Started ‎09-22-2021 by
Modified ‎01-24-2023 by
Views 10,868

SAS Container Runtime (SCR) allows you to publish a SAS model as a container image in Azure. SAS Container Runtime (SCR, pronounced "soccer") and Azure as a publishing destination is available as of since the SAS Viya version 2021.1.3. The post details all the configuration steps in Azure and SAS to publish a SAS model as an Azure container image and validate the publishing.


The Big Picture

Publishing



Publishing Validation


 

Why the SAS Container Runtime?

SAS Container Runtime (SCR) benefits:

  • Self-contained: once the image is published, it includes all the libraries and files that are required to score the decision. It has no dependencies on SAS Viya anymore for execution.
  • Minimal disk footprint: around 370 MB for a bare SCR image. The size is increased by the decision files. (The whole container image size used in this post is 391 MB.)
  • Fast start-up: once the image pulled, the container starts in 12-15 seconds.
  • Immutable design: the container image is designed for execution. If you must change something in your decision, you need to publish a new decision version. That means a new container image.
  • Flexible deployment options: you can deploy it to any compute environment that supports a docker pull command. In Azure, you can run your SCR image in an Azure Container Instance (ACI), Azure Web App or App Service Plan, Azure Kubernetes Service (AKS) pod. Deployment is not limited to Azure. You can start your container on a Linux machine with docker. Push the image to an Amazon Elastic Container Registry, deploy it on AWS, etc.
  • High scalability: because each decision exists in its own container image, each running container can be scaled independently. I will focus on a later post on how to scale SCR containers in Azure.
  • Has a much smaller runtime compute cost. Execution not being tied to hundreds of running microservices has its advantages. The immediate one is lower running cost / scoring request.
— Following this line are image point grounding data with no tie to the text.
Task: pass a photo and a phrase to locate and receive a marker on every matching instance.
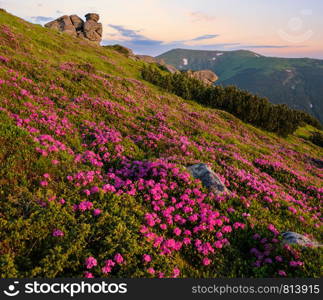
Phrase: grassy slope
(51, 85)
(259, 74)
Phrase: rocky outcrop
(90, 29)
(207, 76)
(299, 239)
(208, 178)
(158, 61)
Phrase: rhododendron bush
(93, 180)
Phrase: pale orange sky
(289, 28)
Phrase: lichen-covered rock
(208, 178)
(63, 24)
(75, 26)
(299, 239)
(158, 61)
(77, 22)
(92, 29)
(207, 76)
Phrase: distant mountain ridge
(297, 82)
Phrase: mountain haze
(297, 82)
(94, 178)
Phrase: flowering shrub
(93, 180)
SAS Container Image Publishing and Validation

10 SAS Viya on Azure Architecture - Model Publishing and Validation with SCR.png

 

  • The red-blue floating cube is the SCR container image published from SAS.
  • The blue arrow represents publishing to Azure Container Registry.
  • The red arrow highlights publishing validation.

Graphical background, SAS Viya on Azure source: SAS Research & Development.

 

Steps to Publish a Model to Azure

  •          SAS Viya Deployment
  •          Azure Components
  •          SAS Viya Components
  •          Publish a model to Azure
  •          Published model validation

Remarks:

  • Firstly, I am publishing to an Azure Container Registry outside of SAS Viya's deployment resource group.
  • Secondly, the type of models you can publish today are limited to SAS code (Data Step). Read more about it in SCR documentation.
  • Thirdly, I will keep it simple and reuse the same Azure Kubernetes Service cluster, where SAS Viya is running. It is a simple, yet realistic scenario. The whole point of validating the SCR container image is to make sure it produces the expected results, before deploying the images further. Deployment of the container image from the Azure Container Registry will be covered in future posts.

 

SAS Viya Deployment

  • You will need to deploy SAS Viya stable version 2021.1.3 or later (the first when SCR was available) in Azure.
  • Before deployment, you must apply the Kaniko patch. If you do not perform this step, model publishing will fail. You would need these files:
    kaniko-transformer.yaml  kustomization.yaml  podtemplate.yaml  storage.yaml
    from your deployment folder:
    # export PRJ=fill-your-path-to-deployment-folder-here 
    ls $PRJ/sas-bases/examples/sas-model-publish/kaniko/
  • To apply the kaniko patch, you can follow the steps below:
    # 1. Using the files in the `$PRJ/sas-config/sas-model-publish/kaniko` directory
    echo "kaniko folder permissions"
    cd ~
    chmod -R 755 $PRJ/site-config/sas-model-publish/kaniko
    
    # 2. Modify the parameters in the podtemplate.yaml file, if you need to implement customized requirements, such as the location of Kaniko image. 
    # Nothing to change
    
    # 3. Modify the parameters in storage.yaml. For more information about PersistentVolume Claims (PVCs), see [Persistent Volume Claims on Kubernetes](https://kubernetes.io/docs/concepts/storage/persistent-volumes/#persistentvolumeclaims).
    
    # Azure storage: 4Gi should be enough ~ 10 SCR models at the same time
    # storageClassName: sas-azurefile
    # You can find out the Azure storage class by checking other PVCs e.g.  kubectl get pvc -n ${current_namespace} -o wide | { head -1; grep "cas"; }
    
    echo "Update storage.yaml"
    cd ~
    cd $PRJ/site-config/sas-model-publish/kaniko/
    
    echo "Update the Azure storage capacity '{{ STORAGE-CAPACITY }}'"
    sed -i 's/{{ STORAGE-CAPACITY }}/4Gi/' ./storage.yaml
    
    echo "Update the storage class name"
    sed -i 's/{{ STORAGE-CLASS-NAME }}/sas-aks/' ./storage.yaml
    
    echo "List changes in storage.yaml"
    cat storage.yaml
    cd ~
    
    # 4. Make the following changes to the base kustomization.yaml file in the $deploy directory.
    
    echo "Remove readme.md file"
    cd ~
    cd $PRJ/site-config/sas-model-publish/kaniko/
    rm -Rf *.md
    
    echo "Backup kustomization.yaml first"
    cd ~
    cd $PRJ
    cp kustomization_template.yaml kustomization_template_before_kaniko.yaml
    
    #   * Add site-config/sas-model-publish/kaniko to the resources block.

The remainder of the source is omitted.